Monday, December 10, 2007
In the bleak midwinter, frosty wind made moan,
Friday, December 7, 2007
Another reminiscence from Maureen about Rome, NY. As soon as I had my own car, the McMahon and Samson sisters started a new Yuletide tradition: light lurking. We'd drive around Rome, looking at Christmas light displays. In those days, Rome's population was mostly of Irish, Italian, Polish or German descent, therefore overwhelmingly Christian and mostly Catholic. Hence, lots of lights. Being the
opinionated discerning person that I am, I came up with my own rules governing the design of the displays. Everytime we'd see a house with lights that clearly violated my rules, Sue Samson would sigh, "Oh, dear." She knew I was about to spout off, and it was especially annoying if we knew the people in the offending house. So for your edification, here are my rules for Christmas displays, and I'm warning you, I'm strict:
- Choose your color scheme and be consistent. If you're going to have white lights, then you should have all white, not white on the house and colored on the bushes. And yes, I can see your Christmas tree through the window, so don't think you can get away with white on the house and a fiber-optic tree.

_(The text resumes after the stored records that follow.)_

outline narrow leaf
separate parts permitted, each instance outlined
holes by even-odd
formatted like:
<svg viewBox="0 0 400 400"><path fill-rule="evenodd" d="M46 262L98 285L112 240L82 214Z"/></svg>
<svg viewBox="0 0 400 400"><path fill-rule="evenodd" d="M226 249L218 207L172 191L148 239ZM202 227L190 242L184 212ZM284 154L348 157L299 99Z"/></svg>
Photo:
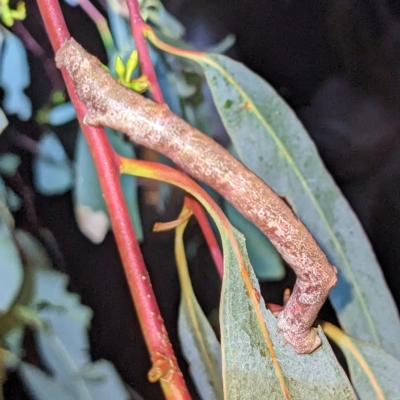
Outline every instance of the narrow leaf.
<svg viewBox="0 0 400 400"><path fill-rule="evenodd" d="M360 399L399 398L398 360L377 346L345 335L332 324L324 322L322 326L346 356L351 381Z"/></svg>
<svg viewBox="0 0 400 400"><path fill-rule="evenodd" d="M330 299L341 325L400 358L400 320L371 245L296 115L244 65L221 55L190 58L203 68L242 162L286 196L338 268Z"/></svg>
<svg viewBox="0 0 400 400"><path fill-rule="evenodd" d="M187 212L189 210L184 207L180 216ZM176 228L175 233L175 258L181 285L178 334L183 354L190 365L190 375L201 398L222 400L221 346L193 292L183 245L187 223L188 219Z"/></svg>

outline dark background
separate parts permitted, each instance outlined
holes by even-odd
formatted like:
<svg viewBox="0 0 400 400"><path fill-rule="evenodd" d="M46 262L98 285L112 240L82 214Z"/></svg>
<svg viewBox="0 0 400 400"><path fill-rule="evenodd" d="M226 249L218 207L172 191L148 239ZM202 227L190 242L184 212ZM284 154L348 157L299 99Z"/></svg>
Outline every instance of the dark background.
<svg viewBox="0 0 400 400"><path fill-rule="evenodd" d="M98 4L97 2L94 2ZM187 28L187 39L205 48L228 33L236 35L230 55L268 80L298 112L315 141L327 168L358 214L382 265L388 285L400 304L400 2L335 0L166 0L166 8ZM44 63L52 52L35 2L28 1L24 27L44 54L29 55L32 83L27 90L35 109L59 85L58 73ZM90 20L79 8L63 6L72 35L105 61L104 49ZM101 7L100 7L101 9ZM21 33L16 27L14 32ZM49 76L51 75L51 76ZM10 125L37 140L34 122L11 119ZM73 124L57 131L73 154ZM32 200L36 215L25 207L17 225L35 233L40 226L55 235L63 254L55 264L71 276L71 289L94 310L90 332L93 358L107 358L122 378L146 399L161 399L158 384L147 382L150 368L136 316L112 235L101 246L79 232L70 194L44 197L33 192L31 154L21 150L9 132L0 139L0 151L23 157L21 176L11 185ZM15 136L15 135L14 135ZM24 194L25 193L25 194ZM142 250L159 300L167 330L184 371L177 338L178 280L172 234L152 233L154 222L173 219L180 208L176 191L162 215L141 199L145 242ZM29 207L28 207L29 208ZM198 246L190 269L195 291L206 314L218 305L219 281L204 240L195 224L188 238ZM280 303L293 275L280 283L263 284L266 301ZM334 320L327 305L323 318ZM193 386L190 384L193 391ZM23 399L18 378L11 375L6 399ZM196 394L193 392L193 398Z"/></svg>

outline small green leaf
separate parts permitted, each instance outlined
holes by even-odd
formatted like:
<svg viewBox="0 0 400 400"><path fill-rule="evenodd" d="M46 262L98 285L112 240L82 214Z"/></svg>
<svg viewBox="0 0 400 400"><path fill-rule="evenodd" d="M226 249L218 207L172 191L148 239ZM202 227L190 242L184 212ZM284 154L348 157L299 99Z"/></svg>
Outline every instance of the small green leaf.
<svg viewBox="0 0 400 400"><path fill-rule="evenodd" d="M121 81L125 78L125 64L120 56L115 59L115 73Z"/></svg>
<svg viewBox="0 0 400 400"><path fill-rule="evenodd" d="M139 62L139 53L137 50L133 50L128 58L128 61L126 62L126 71L124 76L125 82L129 82L132 79L133 72L138 66L138 62Z"/></svg>
<svg viewBox="0 0 400 400"><path fill-rule="evenodd" d="M71 189L74 173L64 147L50 132L38 142L33 160L33 178L36 189L47 196L62 194Z"/></svg>
<svg viewBox="0 0 400 400"><path fill-rule="evenodd" d="M132 82L129 82L129 84L125 84L125 86L128 86L137 93L144 93L146 90L148 90L150 84L146 79L145 80L137 79Z"/></svg>

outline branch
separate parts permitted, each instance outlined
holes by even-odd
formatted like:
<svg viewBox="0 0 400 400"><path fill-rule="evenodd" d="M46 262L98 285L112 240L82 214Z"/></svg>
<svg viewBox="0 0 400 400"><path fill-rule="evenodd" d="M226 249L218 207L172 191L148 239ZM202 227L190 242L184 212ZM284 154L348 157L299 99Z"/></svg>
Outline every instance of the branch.
<svg viewBox="0 0 400 400"><path fill-rule="evenodd" d="M57 0L37 0L37 3L53 49L57 51L69 43L70 36L60 5ZM190 399L133 231L121 190L117 154L103 128L83 123L86 107L79 100L68 73L62 73L96 166L131 296L153 363L148 378L151 382L160 381L167 399Z"/></svg>
<svg viewBox="0 0 400 400"><path fill-rule="evenodd" d="M86 104L84 122L125 132L134 142L169 157L196 179L223 195L266 234L297 274L278 327L297 352L321 344L312 324L336 283L332 266L315 239L280 197L208 136L159 105L119 85L73 39L56 54Z"/></svg>

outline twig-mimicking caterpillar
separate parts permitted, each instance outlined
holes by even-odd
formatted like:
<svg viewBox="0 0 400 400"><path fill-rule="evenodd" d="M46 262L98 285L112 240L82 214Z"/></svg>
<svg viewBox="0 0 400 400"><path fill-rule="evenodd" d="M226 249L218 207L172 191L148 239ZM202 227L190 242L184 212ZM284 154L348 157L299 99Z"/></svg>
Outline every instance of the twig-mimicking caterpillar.
<svg viewBox="0 0 400 400"><path fill-rule="evenodd" d="M124 132L135 143L167 156L223 195L268 236L297 274L278 327L298 353L315 350L321 339L312 324L336 283L336 268L285 202L228 151L173 114L167 105L156 104L120 85L74 39L57 51L56 62L59 68L66 68L86 105L86 124Z"/></svg>

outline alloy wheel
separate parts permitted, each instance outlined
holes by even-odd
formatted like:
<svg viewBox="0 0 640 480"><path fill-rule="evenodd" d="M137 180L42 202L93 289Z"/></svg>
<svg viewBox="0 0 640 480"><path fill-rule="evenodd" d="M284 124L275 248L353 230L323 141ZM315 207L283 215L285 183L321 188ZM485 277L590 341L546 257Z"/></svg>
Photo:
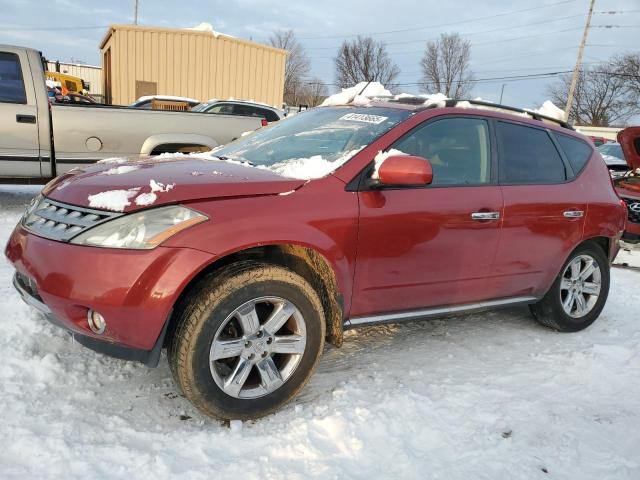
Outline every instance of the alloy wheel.
<svg viewBox="0 0 640 480"><path fill-rule="evenodd" d="M214 381L227 395L253 399L273 393L298 367L307 343L304 317L280 297L260 297L236 308L209 350Z"/></svg>
<svg viewBox="0 0 640 480"><path fill-rule="evenodd" d="M600 265L590 255L576 256L562 273L560 301L565 313L582 318L595 307L602 288Z"/></svg>

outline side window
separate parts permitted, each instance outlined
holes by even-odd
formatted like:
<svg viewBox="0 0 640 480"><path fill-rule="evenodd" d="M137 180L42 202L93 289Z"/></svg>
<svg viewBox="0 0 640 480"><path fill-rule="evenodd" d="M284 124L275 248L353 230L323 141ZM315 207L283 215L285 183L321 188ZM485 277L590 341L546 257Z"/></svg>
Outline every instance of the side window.
<svg viewBox="0 0 640 480"><path fill-rule="evenodd" d="M249 105L241 105L239 103L233 106L234 115L242 115L243 117L259 117L257 110Z"/></svg>
<svg viewBox="0 0 640 480"><path fill-rule="evenodd" d="M426 158L432 185L481 185L491 181L491 143L486 120L445 118L401 138L393 148Z"/></svg>
<svg viewBox="0 0 640 480"><path fill-rule="evenodd" d="M501 183L558 183L567 179L564 163L546 130L497 123Z"/></svg>
<svg viewBox="0 0 640 480"><path fill-rule="evenodd" d="M0 52L0 102L27 103L20 59L15 53Z"/></svg>
<svg viewBox="0 0 640 480"><path fill-rule="evenodd" d="M564 151L564 154L569 159L571 168L577 174L591 158L593 149L582 140L570 137L569 135L562 135L561 133L554 133L556 140L560 144L560 148Z"/></svg>
<svg viewBox="0 0 640 480"><path fill-rule="evenodd" d="M232 115L233 105L229 105L228 103L219 103L207 110L207 113L226 113L227 115Z"/></svg>
<svg viewBox="0 0 640 480"><path fill-rule="evenodd" d="M267 110L266 108L256 108L256 111L258 112L258 116L266 119L267 122L277 122L280 120L275 112Z"/></svg>

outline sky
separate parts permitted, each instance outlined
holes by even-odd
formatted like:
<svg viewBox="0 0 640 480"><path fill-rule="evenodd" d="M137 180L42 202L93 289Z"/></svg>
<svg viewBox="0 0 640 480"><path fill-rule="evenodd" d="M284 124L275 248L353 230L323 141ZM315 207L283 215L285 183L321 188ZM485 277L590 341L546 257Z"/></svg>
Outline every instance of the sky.
<svg viewBox="0 0 640 480"><path fill-rule="evenodd" d="M99 65L98 45L112 23L131 23L134 0L0 0L0 43L40 49L52 60ZM335 81L340 43L371 35L387 44L401 70L399 90L420 89L427 41L458 32L471 42L478 82L472 96L536 107L553 78L501 79L573 70L589 0L140 0L138 23L192 27L209 22L229 35L266 42L276 29L293 29L311 59L312 75ZM583 61L640 50L640 0L596 0ZM604 13L604 12L621 13ZM330 86L330 91L336 87ZM171 92L162 92L171 94ZM427 92L435 93L435 92Z"/></svg>

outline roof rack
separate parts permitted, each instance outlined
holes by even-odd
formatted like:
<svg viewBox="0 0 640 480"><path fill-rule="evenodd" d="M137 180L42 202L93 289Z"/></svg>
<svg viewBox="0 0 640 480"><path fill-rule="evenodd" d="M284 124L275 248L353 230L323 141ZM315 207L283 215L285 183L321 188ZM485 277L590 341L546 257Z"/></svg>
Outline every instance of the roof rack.
<svg viewBox="0 0 640 480"><path fill-rule="evenodd" d="M481 107L490 107L490 108L494 108L496 110L506 110L507 112L526 113L527 115L530 115L531 118L533 118L534 120L539 120L539 121L548 120L550 122L557 123L558 125L560 125L563 128L567 128L569 130L573 130L573 127L571 125L569 125L567 122L565 122L564 120L559 120L557 118L548 117L547 115L541 115L538 112L534 112L532 110L527 110L525 108L511 107L509 105L501 105L499 103L485 102L483 100L447 100L445 102L445 106L447 106L447 107L455 107L458 102L468 102L471 105L478 105L478 106L481 106Z"/></svg>
<svg viewBox="0 0 640 480"><path fill-rule="evenodd" d="M408 105L420 105L423 104L425 101L424 97L402 97L402 98L384 98L384 97L380 97L381 100L385 100L385 101L389 101L389 102L396 102L396 103L405 103ZM526 110L524 108L517 108L517 107L511 107L509 105L501 105L499 103L492 103L492 102L485 102L483 100L453 100L453 99L449 99L449 100L445 100L445 107L455 107L457 106L458 102L467 102L470 103L471 105L477 105L479 107L487 107L487 108L491 108L494 110L504 110L506 112L516 112L516 113L524 113L526 115L529 115L531 118L533 118L534 120L539 120L539 121L543 121L543 120L547 120L549 122L553 122L553 123L557 123L558 125L560 125L563 128L566 128L568 130L573 130L573 127L571 125L569 125L567 122L565 122L564 120L558 120L557 118L553 118L553 117L548 117L547 115L541 115L537 112L531 111L531 110ZM438 105L427 105L425 106L425 108L438 108Z"/></svg>

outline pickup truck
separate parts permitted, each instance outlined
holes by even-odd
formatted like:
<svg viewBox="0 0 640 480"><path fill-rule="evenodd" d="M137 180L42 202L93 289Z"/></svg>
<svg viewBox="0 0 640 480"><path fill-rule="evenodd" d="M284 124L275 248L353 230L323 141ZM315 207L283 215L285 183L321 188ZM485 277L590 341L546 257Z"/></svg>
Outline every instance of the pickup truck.
<svg viewBox="0 0 640 480"><path fill-rule="evenodd" d="M257 117L50 103L42 54L0 45L0 182L42 182L108 157L207 151Z"/></svg>

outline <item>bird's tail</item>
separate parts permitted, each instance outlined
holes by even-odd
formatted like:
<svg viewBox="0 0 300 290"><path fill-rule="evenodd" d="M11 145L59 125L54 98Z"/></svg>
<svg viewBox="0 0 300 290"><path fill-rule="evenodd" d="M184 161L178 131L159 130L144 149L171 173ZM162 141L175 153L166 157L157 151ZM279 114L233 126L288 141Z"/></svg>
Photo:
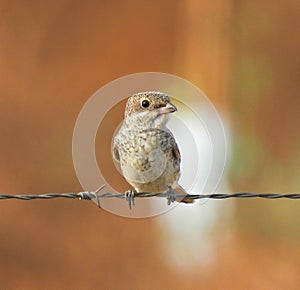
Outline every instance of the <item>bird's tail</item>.
<svg viewBox="0 0 300 290"><path fill-rule="evenodd" d="M180 195L188 195L188 193L185 191L184 188L182 188L179 184L177 184L174 189L176 194L180 194ZM190 197L176 197L176 201L177 202L183 202L183 203L193 203L194 199L190 198Z"/></svg>

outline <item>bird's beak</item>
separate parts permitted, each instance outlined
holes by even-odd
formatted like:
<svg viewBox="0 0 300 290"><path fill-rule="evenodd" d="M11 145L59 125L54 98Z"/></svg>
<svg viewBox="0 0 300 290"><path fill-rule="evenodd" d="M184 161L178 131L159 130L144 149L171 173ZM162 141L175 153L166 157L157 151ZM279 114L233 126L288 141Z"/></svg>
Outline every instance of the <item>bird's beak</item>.
<svg viewBox="0 0 300 290"><path fill-rule="evenodd" d="M159 112L161 114L168 114L176 112L177 108L172 103L167 103L164 107L159 109Z"/></svg>

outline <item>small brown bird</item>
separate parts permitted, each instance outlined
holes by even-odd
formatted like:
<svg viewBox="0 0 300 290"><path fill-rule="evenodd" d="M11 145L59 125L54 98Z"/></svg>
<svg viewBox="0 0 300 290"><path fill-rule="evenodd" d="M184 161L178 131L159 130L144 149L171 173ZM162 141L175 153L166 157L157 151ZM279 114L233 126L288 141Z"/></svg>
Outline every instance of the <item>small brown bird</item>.
<svg viewBox="0 0 300 290"><path fill-rule="evenodd" d="M143 92L129 97L125 118L113 140L113 158L126 181L137 192L163 193L168 203L186 191L177 183L180 177L180 152L172 133L166 128L168 116L177 111L170 98L160 92ZM179 200L192 203L193 200Z"/></svg>

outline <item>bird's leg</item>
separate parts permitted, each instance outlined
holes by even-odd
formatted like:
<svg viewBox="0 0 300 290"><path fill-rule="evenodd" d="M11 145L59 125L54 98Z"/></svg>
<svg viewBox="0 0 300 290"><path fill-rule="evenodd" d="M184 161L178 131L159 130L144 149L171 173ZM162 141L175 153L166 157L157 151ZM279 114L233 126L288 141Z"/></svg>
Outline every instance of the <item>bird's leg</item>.
<svg viewBox="0 0 300 290"><path fill-rule="evenodd" d="M125 191L125 199L128 201L129 209L132 209L132 206L134 205L135 194L136 194L135 189L129 189Z"/></svg>
<svg viewBox="0 0 300 290"><path fill-rule="evenodd" d="M169 187L167 190L167 201L168 201L168 205L176 201L176 193L172 189L172 187Z"/></svg>

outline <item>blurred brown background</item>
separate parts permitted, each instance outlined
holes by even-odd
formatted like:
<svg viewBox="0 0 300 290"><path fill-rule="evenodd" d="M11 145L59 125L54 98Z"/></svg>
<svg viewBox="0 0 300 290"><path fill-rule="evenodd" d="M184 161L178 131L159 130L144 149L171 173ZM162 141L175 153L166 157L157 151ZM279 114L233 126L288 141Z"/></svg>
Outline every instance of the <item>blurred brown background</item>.
<svg viewBox="0 0 300 290"><path fill-rule="evenodd" d="M190 80L222 112L229 191L299 192L299 25L298 0L2 0L1 193L80 191L78 113L99 87L144 71ZM300 201L210 201L199 224L208 206L218 217L190 248L185 219L174 238L166 217L1 201L0 287L299 289ZM195 260L175 263L168 248Z"/></svg>

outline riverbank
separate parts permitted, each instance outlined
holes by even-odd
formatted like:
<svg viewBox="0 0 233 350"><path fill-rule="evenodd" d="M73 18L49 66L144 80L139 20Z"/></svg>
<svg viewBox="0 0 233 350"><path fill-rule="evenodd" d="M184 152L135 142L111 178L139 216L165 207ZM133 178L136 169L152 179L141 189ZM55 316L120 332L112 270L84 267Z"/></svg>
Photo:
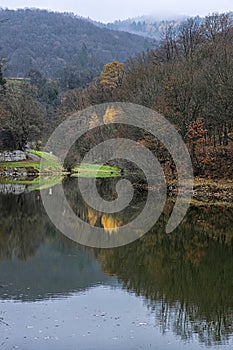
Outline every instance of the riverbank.
<svg viewBox="0 0 233 350"><path fill-rule="evenodd" d="M172 183L168 189L176 196L177 184ZM193 200L207 204L224 202L233 205L233 180L194 178Z"/></svg>
<svg viewBox="0 0 233 350"><path fill-rule="evenodd" d="M72 177L90 178L93 173L73 174ZM99 174L100 178L111 178L114 175L103 172ZM51 188L61 183L64 179L60 176L30 176L25 178L7 178L0 176L0 192L19 194L24 191L34 191ZM140 186L145 191L145 186ZM173 183L167 186L167 195L171 199L176 199L178 187ZM194 205L227 205L233 206L233 181L210 181L203 179L195 179L193 186L192 204Z"/></svg>
<svg viewBox="0 0 233 350"><path fill-rule="evenodd" d="M136 184L138 188L147 190L147 184ZM180 186L181 195L185 193L188 186ZM167 195L171 199L176 199L179 185L177 181L167 184ZM153 190L153 188L151 188ZM211 180L194 178L192 191L192 204L195 205L230 205L233 206L233 180Z"/></svg>
<svg viewBox="0 0 233 350"><path fill-rule="evenodd" d="M20 158L15 153L20 152ZM4 161L5 159L5 161ZM14 151L5 152L1 156L0 177L5 178L26 178L35 177L41 174L41 161L45 162L44 171L63 172L64 169L56 156L40 151L30 150L28 152Z"/></svg>
<svg viewBox="0 0 233 350"><path fill-rule="evenodd" d="M11 159L9 154L8 159ZM55 155L34 150L25 152L25 158L23 160L0 162L0 178L16 178L16 180L22 181L25 179L26 181L30 177L54 175L102 178L120 176L121 170L109 165L100 167L98 164L82 164L81 166L75 166L70 172L67 172Z"/></svg>
<svg viewBox="0 0 233 350"><path fill-rule="evenodd" d="M41 160L43 160L44 164L42 169ZM99 165L97 164L75 166L70 173L67 173L55 155L34 150L25 152L24 160L0 162L0 184L11 185L10 191L12 190L12 193L14 193L14 185L22 185L25 186L26 189L28 186L34 185L33 188L40 189L39 183L41 183L41 178L43 178L43 185L48 187L58 183L58 178L59 182L62 181L62 178L67 175L86 178L111 178L120 177L122 174L121 169L117 167L104 165L99 169ZM54 178L56 181L53 181ZM48 186L46 185L47 183ZM177 181L169 181L169 179L167 179L167 183L168 196L175 198L178 193ZM134 185L140 187L142 190L147 189L146 183L136 182ZM9 190L8 187L7 191ZM214 205L216 203L233 205L233 180L212 180L195 177L193 184L193 201L208 205Z"/></svg>
<svg viewBox="0 0 233 350"><path fill-rule="evenodd" d="M224 202L233 205L233 181L196 178L193 198L207 204Z"/></svg>

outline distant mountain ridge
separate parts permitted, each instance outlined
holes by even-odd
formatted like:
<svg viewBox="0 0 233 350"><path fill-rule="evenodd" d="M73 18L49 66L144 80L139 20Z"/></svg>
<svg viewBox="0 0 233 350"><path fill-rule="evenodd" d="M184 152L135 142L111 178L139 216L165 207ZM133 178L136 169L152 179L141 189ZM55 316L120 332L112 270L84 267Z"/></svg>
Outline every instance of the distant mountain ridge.
<svg viewBox="0 0 233 350"><path fill-rule="evenodd" d="M75 66L89 79L103 65L153 47L153 41L138 35L100 28L69 13L39 9L0 9L0 55L7 58L5 74L24 77L31 69L56 77Z"/></svg>
<svg viewBox="0 0 233 350"><path fill-rule="evenodd" d="M233 15L233 11L228 11ZM111 23L100 23L92 21L100 28L106 28L117 31L124 31L131 34L144 36L146 38L160 41L165 29L168 26L179 27L185 22L188 16L140 16L128 18L126 20L117 20ZM199 21L204 21L204 17L196 16Z"/></svg>
<svg viewBox="0 0 233 350"><path fill-rule="evenodd" d="M124 31L159 41L168 26L179 26L187 18L187 16L174 16L174 18L167 16L161 19L159 16L140 16L106 24L100 22L93 23L100 28Z"/></svg>

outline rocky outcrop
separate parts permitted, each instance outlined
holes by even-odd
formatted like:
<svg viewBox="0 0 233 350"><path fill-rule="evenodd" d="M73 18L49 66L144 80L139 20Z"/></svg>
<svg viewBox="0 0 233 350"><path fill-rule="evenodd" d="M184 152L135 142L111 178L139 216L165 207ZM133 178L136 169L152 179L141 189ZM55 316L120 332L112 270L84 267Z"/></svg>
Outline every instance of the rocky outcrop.
<svg viewBox="0 0 233 350"><path fill-rule="evenodd" d="M26 159L23 151L0 151L0 162L19 162Z"/></svg>

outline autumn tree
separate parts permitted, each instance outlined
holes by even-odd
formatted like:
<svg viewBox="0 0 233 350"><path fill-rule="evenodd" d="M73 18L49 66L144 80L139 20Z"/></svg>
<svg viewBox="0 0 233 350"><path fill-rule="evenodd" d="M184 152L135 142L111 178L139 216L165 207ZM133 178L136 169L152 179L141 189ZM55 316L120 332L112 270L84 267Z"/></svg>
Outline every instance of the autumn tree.
<svg viewBox="0 0 233 350"><path fill-rule="evenodd" d="M113 61L104 66L100 74L100 84L104 90L112 91L122 85L124 66L122 63Z"/></svg>
<svg viewBox="0 0 233 350"><path fill-rule="evenodd" d="M207 129L204 126L202 118L195 119L189 126L187 132L187 140L190 145L190 155L194 166L194 171L199 172L202 165L207 164L214 159L209 154L203 154L201 157L201 148L204 148L207 137ZM198 155L197 155L198 150Z"/></svg>

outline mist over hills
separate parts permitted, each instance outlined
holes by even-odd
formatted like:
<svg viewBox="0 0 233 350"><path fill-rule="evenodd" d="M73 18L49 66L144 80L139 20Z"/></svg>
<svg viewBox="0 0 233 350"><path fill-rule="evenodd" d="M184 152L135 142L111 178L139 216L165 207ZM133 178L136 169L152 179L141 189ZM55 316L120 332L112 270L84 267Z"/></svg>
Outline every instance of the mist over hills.
<svg viewBox="0 0 233 350"><path fill-rule="evenodd" d="M1 19L7 19L0 23L0 56L7 59L7 76L24 77L37 69L45 77L57 77L75 66L90 81L107 62L125 62L154 45L69 13L0 9Z"/></svg>
<svg viewBox="0 0 233 350"><path fill-rule="evenodd" d="M229 11L228 13L232 15L233 12ZM190 19L191 17L184 15L151 15L117 20L111 23L93 23L100 28L124 31L160 41L166 28L171 26L178 29L188 18ZM200 23L204 23L204 17L196 16L195 18L200 21Z"/></svg>
<svg viewBox="0 0 233 350"><path fill-rule="evenodd" d="M112 23L94 22L100 28L124 31L159 41L168 26L179 26L187 16L140 16Z"/></svg>

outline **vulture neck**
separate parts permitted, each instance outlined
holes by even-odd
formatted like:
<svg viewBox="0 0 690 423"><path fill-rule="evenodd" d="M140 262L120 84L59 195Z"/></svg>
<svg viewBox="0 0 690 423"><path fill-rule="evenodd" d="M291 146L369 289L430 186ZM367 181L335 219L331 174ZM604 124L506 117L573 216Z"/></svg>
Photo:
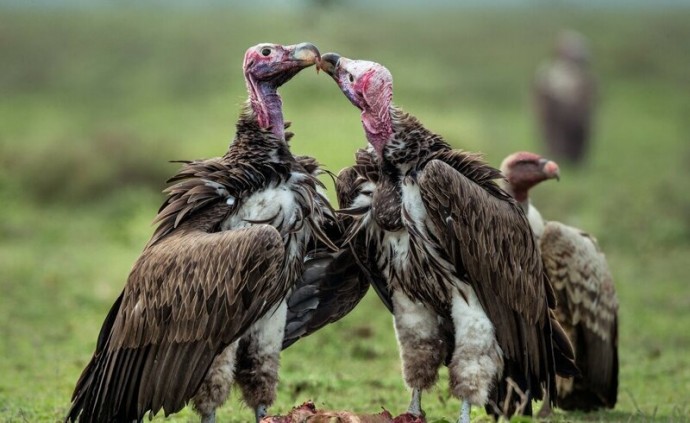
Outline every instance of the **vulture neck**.
<svg viewBox="0 0 690 423"><path fill-rule="evenodd" d="M374 147L379 158L383 158L383 149L393 136L393 121L390 105L379 110L362 111L362 126L367 141Z"/></svg>
<svg viewBox="0 0 690 423"><path fill-rule="evenodd" d="M509 182L503 182L502 185L503 191L510 194L518 202L522 211L527 213L529 210L529 191L521 188L515 189Z"/></svg>
<svg viewBox="0 0 690 423"><path fill-rule="evenodd" d="M278 94L278 87L270 81L257 83L251 77L247 77L246 81L249 102L259 126L285 141L283 101Z"/></svg>

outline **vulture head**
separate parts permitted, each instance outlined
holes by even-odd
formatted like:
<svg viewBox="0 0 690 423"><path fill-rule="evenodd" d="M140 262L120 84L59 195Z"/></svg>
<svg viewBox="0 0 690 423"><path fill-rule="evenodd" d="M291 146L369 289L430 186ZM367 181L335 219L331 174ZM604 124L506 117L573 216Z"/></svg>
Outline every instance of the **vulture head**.
<svg viewBox="0 0 690 423"><path fill-rule="evenodd" d="M247 49L242 69L249 103L259 126L271 128L276 137L285 139L283 104L278 88L320 59L319 50L310 43L292 46L262 43Z"/></svg>
<svg viewBox="0 0 690 423"><path fill-rule="evenodd" d="M561 32L556 41L555 56L568 62L586 65L589 62L589 49L585 37L572 30Z"/></svg>
<svg viewBox="0 0 690 423"><path fill-rule="evenodd" d="M292 46L262 43L247 49L242 68L247 81L276 89L320 58L319 50L310 43Z"/></svg>
<svg viewBox="0 0 690 423"><path fill-rule="evenodd" d="M333 78L350 102L362 111L367 139L381 154L393 134L390 107L393 76L383 65L353 60L336 53L321 57L319 67Z"/></svg>
<svg viewBox="0 0 690 423"><path fill-rule="evenodd" d="M508 182L508 191L518 202L525 202L528 191L547 179L560 179L558 164L538 154L521 151L506 157L501 172Z"/></svg>

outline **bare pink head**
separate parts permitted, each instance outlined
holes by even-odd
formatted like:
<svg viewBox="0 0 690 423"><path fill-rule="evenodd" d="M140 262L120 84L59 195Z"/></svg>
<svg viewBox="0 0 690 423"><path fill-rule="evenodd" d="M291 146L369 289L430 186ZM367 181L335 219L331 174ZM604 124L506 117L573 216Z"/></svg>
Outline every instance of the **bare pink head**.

- Your lights should be of a consistent type. I remember when the mini lights were first coming in and people would mix them with the 1950's type big, fat lights. People, were you color blind? The colors were not complementary at all. For example, the old lights had red and blue; the new ones hot pink and teal. And the size difference was jarring. 2007 addendum: you cannot mix white mini lights with white LED lights. The white minis are a warm hue, the LED's a sci-fi blue.
- Discovery made by a certain friend in Irondequoit, NY circa 1978: all red lights make your house look like a bordello. Don't do this. Even if your house is a bordello, do make an effort to be subtle about it.
- Re-read the Gospels of Sts. Luke and Matthew before planning your life-size Nativity scene on the front lawn. With my 12 years of Catholic education, I can assure you, Frosty the Snowman and Rudolph were not in attendance at the manger.
- Another consistency issue: if your lights are going to blink, travel, or otherwise behave as though they are on the Vegas strip, please make sure you don't have some blinking at different rates, some traveling east-west, some traveling north-south. Trust me, you're better off just leaving them on steady. (I remember the one Christmas my dad decided to make the porch lights blink and Aunt Frances told him it looked like Joe's Bar and Grill. And the battle was on!)
- If you're going to violate the rules, then don't just add one strand of LED's to your all white display. Go all the way! Need inspiration? Rent National Lampoon's Christmas Vacation or go to http://www.holidayinflatables.info/ . If in the Boston area, take a drive around Somerville, Medford, and Malden after dark. My sister Sheila and I used to do that for our Massachusetts light lurking and, to our delight, once found a house completely decorated with magenta lights. It was oddly dim and depressing.
- Your display should be over no later than January 6th, Feast of the Epiphany (the 12th Day of Christmas). If you have excessive snow and ice buildup, I will allow you to leave the ladder in the garage and the lights on the house for the sake of safety, but they must be turned off. Don't try pretending they're still lit for Valentine's Day.
- Any display is better than none, even if Rules 1-6 are violated. There's no excuse for ignoring Rule 7.
Two final notes: No, Leslie and I do not have lights up yet. That will happen on Sunday. And I welcome new rules from any commenters who would like to contribute.
Happy Larry Bird's birthday, Celtics fans!